30. Januar 2012, 7:20 Uhr
Nordwestradio Journal
Razzia am Sitz des Bundespräsidenten: Staatsanwaltschaft und Beamte des Landeskriminalamts Niedersachsen haben das Büro des ehemaligen Sprechers von Bundespräsident Wulff, Glaeseker, im Bundespräsidialamt durchsucht. Hintergrund sind Ermittlungen wegen Bestechlichkeit.
Oberstaatsanwalt Lendeckel sagte, die Durchsuchung habe mehrere Stunden gedauert. Mitgenommen worden seien schriftliche Unterlagen und Computerdateien, die nun ausgewertet würden. Ermittelt wird gegen Glaeseker sowie gegen den Partymanager Manfred Schmidt wegen des Verdachts der Bestechlichkeit im Zusammenhang mit der Dialogreihe Nord-Süd-Dialog.
Wulff hatte am 22. Dezember mitgeteilt, dass er sich von Glaeseker getrennt habe. Ermittler hatten Mitte Januar Glaesekers und Schmidts Büros und Privathäuser durchsucht. Das Büro im Bundespräsidialamt war damals nicht betroffen. Die Sprecherin des Bundespräsidialamts, Diroll, sagte, das Bundespräsidialamt habe der Staatsanwaltschaft Hannover nach Bekanntwerden der Ermittlungen gegen Glaeseker mitgeteilt, dass der Ex-Sprecher sein Dienstzimmer im Präsidialamt nach der Entbindung von seinen Aufgaben noch nicht aufgelöst habe. Nordwestradio-Moderator Hans-Heinrich Obuch sprach mit unserem landespolitischen Korrespondenten, Ludger Fertmann.
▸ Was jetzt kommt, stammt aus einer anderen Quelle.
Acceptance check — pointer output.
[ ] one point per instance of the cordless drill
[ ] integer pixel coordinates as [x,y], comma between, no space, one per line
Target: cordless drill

Durchsuchung Glaeseker-Büro, [4:36]
Der "Spiegel" berichtet unterdessen, dass der Partymanager Schmidt eingeräumt habe, dass ihm die niedersächsische Staatskanzlei bei der Suche nach Geldgebern für den Nord-Süd-Dialog geholfen hat. Ohne die Kontakte und Empfehlungen des damaligen niedersächsischen Ministerpräsidenten Wulff und seines Sprechers wäre die Organisation des Events kaum möglich gewesen. Zugleich wies Schmidt den Vorwurf der Staatsanwaltschaft zurück, Glaeseker mit kostenlosen Urlaubsreisen bestochen zu haben.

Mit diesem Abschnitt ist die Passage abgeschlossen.